Я знал, что история повторится. Мне оставалось лишь молчать с сомнением на лице. Когда план провалится, я стану человеком с хорошим инстинктом, который с самого начала сомневался в этой идее, и – не сразу, конечно, но в конце концов – я займу место Тэда, а его уволят. Такой исход никто не гарантировал, но терять мне было нечего, а потому я лежал, придумывая лучший способ ненавязчиво донести свои сомнения до начальства.
Однако я занимался кое-чем еще – и прекрасно это знал. В глухой ночной час царила полная тишина, как снаружи, так и внутри, и я знал, что поджидаю призрака и боюсь раскурить новую сигарету.
А потом из коридора появился призрак: он шел, опустив голову на грудь, все в том же драном халате. Он пересек комнату и встал у окна, глядя на улицу. Минут двадцать или около того он занимался тем же, чем и прошлой ночью. То есть не совсем тем же, он не повторял каждое движение, как в кино, которое смотришь во второй раз. Я чувствовал, что для него это другая ночь, что он снова не спит, стоит у окна и обдумывает прежнюю проблему, в чем бы она ни заключалась.
Потом он ушел, как и прежде, обогнув невидимый предмет, которого здесь больше не было, и я знал, что он шагает в другом времени.
Нужно было что-то сделать. Я должен был доказать себе, что этот призрак не имеет со мной ничего общего, а потому я направился к телефону в коридоре и трясущимися руками отыскал Гринера в телефонном справочнике. Гринеров имелось несколько, но, как я и ожидал, ни одного Харриса Л. Испытывая облегчение – и чувствуя себя немного глупо, – я заглянул в бруклинскую секцию – и увидел его. «Харрис Л. Гринер», равнодушными черными буквами, с телефонным номером и адресом, и тут я начал паниковать. Очевидно, Гринер был всего лишь прежним жильцом этой квартиры, который теперь обосновался в Бруклине и не имел отношения к призраку. А если призрак не был Гринером… я запретил себе думать об этом сейчас и лег в постель, зная, куда отправлюсь утром.

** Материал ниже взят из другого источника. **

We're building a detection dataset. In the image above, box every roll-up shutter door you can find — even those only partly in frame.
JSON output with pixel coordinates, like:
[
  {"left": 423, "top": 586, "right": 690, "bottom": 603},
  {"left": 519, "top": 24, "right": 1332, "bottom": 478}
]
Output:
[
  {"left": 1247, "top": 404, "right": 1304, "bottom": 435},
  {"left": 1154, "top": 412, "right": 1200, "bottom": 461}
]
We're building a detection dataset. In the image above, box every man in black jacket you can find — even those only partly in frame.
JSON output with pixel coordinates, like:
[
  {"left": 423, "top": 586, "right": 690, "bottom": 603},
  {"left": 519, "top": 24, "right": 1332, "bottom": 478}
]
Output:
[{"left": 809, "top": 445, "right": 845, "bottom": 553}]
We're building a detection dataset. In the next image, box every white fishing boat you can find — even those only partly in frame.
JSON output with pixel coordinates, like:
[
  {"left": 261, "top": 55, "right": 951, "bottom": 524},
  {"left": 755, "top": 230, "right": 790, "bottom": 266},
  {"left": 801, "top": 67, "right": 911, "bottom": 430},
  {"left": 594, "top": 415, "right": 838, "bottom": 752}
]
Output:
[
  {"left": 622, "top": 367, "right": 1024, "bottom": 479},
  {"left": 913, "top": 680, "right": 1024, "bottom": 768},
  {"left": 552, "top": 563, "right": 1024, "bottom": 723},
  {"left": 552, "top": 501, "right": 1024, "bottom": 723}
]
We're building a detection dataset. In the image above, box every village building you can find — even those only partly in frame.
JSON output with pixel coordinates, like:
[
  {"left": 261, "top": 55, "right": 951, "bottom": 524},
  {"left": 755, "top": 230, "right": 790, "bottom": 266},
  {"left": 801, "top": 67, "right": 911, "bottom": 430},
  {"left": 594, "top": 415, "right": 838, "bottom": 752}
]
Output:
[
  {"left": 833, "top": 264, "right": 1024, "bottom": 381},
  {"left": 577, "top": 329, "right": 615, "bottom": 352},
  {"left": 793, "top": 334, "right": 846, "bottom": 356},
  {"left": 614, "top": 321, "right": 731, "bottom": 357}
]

Наконец я отыскал затерянный в Бруклине дом – маленький белый коттедж, совершенно обычный. На переднем крыльце валялись детский велосипед и старая бита, треснувшая и обмотанная изолентой. Я нажал кнопку звонка, и в доме прозвучала мелодичная трель. Потом дверь открыла женщина в домашнем платье и фартуке. Я бы сказал, ей было немного за тридцать, симпатичная, но изможденная.

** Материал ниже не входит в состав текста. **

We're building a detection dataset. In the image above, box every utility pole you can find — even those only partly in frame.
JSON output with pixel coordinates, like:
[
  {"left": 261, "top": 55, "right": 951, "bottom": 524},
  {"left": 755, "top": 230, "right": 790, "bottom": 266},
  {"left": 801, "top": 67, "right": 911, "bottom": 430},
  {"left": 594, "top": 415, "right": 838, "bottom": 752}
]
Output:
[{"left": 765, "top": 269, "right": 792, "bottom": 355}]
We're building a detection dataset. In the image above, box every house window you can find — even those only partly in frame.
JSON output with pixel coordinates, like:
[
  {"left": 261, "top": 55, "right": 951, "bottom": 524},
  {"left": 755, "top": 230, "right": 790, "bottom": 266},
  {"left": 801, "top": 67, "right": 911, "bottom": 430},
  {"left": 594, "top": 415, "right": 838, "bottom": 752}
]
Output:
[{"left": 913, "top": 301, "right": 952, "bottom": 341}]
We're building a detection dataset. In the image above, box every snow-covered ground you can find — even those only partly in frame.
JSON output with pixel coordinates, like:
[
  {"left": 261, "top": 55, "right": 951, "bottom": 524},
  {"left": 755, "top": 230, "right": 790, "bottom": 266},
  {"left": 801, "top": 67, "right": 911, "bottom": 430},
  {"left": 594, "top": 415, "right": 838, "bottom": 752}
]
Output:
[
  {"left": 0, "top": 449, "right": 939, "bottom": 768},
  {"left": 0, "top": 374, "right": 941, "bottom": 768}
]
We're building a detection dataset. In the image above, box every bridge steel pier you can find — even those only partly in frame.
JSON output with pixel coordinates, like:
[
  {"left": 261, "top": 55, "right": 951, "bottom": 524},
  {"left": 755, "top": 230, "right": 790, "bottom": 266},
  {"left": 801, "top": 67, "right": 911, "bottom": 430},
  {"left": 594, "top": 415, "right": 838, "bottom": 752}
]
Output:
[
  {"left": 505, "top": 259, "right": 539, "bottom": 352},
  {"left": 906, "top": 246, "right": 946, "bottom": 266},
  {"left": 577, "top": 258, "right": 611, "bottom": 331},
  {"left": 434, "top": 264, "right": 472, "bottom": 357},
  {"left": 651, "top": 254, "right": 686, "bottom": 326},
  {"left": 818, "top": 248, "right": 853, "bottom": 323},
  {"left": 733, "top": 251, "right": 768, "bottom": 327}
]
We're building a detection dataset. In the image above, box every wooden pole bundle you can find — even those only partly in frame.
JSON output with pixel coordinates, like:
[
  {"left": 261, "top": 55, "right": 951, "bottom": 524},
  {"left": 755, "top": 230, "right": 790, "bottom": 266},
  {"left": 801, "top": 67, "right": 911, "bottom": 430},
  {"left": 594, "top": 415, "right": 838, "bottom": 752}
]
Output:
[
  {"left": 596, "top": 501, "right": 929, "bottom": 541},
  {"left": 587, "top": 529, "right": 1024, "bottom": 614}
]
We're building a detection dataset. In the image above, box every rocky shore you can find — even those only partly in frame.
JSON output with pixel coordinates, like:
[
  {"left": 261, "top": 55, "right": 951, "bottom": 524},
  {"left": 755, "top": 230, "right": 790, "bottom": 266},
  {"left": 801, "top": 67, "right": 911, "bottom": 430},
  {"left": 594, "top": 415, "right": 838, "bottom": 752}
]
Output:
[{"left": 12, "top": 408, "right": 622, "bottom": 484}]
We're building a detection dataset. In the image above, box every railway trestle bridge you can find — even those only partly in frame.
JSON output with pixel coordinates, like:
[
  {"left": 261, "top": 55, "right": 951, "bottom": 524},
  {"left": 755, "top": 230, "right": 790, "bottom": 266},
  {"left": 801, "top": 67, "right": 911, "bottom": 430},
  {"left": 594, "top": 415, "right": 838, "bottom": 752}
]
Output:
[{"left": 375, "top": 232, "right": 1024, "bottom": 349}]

– Мистер Гринер дома? – спросил я.
Она покачала головой.
– Он на работе. – Я ожидал этого и пожалел, что не позвонил заранее, но тут она добавила: – Или вам нужен его отец?
– Точно не знаю, – ответил я. – Мне нужен Харрис Л. Мистер Харрис Л. Гринер.
– О, – сказала женщина, – он на заднем дворе. – Она смущенно улыбнулась. – Не возражаете, если я попрошу вас обойти дом? Я бы провела вас насквозь, но там грязно и…
– Конечно, не возражаю.
Я понимающе улыбнулся, поблагодарил ее, коснувшись рукой шляпы, и прошел по тропинке вокруг дома на задний двор. Секунду спустя, возясь с задвижкой на ржавой проволочной калитке, я поднял глаза – и там, в садовом кресле, запрокинув лицо к солнцу, сидел мой мистер Гринер.
Я испытал одновременно облегчение и леденящий ужас, совершенно кошмарное ощущение, и застыл, продолжая машинально возиться с калиткой, в то время как мой мозг отчаянно пытался отыскать во всем этом смысл. Это был не призрак, сказал я себе; очевидно, этот человек сумасшедший и дважды вломился в мою квартиру каким-то немыслимым способом по какой-то безумной, тайной причине. Потом, когда я наконец справился с калиткой, Гринер открыл глаза – и я понял, что видел призрака.
Вне всяких сомнений, на меня с приветливой улыбкой смотрело лицо, которое я видел возле окна в моей квартире, – но оно постарело. Это лицо принадлежало человеку лет семидесяти: кожа обвисла и растянулась, мускулы ослабели. Гостеприимным жестом старик пригласил меня сесть на соседнее кресло, и я сел, зная, что видел в квартире этого человека – таким, каким он выглядел лет десять назад. На другой стороне двора, спиной к дощатому забору, устроился на траве мальчик лет двенадцати, с любопытством разглядывая нас, и мгновение я просто смотрел на него, пытаясь подобрать слова. Потом я повернулся к старику и сказал:
– Я пришел, потому что видел вас прежде. В моей квартире.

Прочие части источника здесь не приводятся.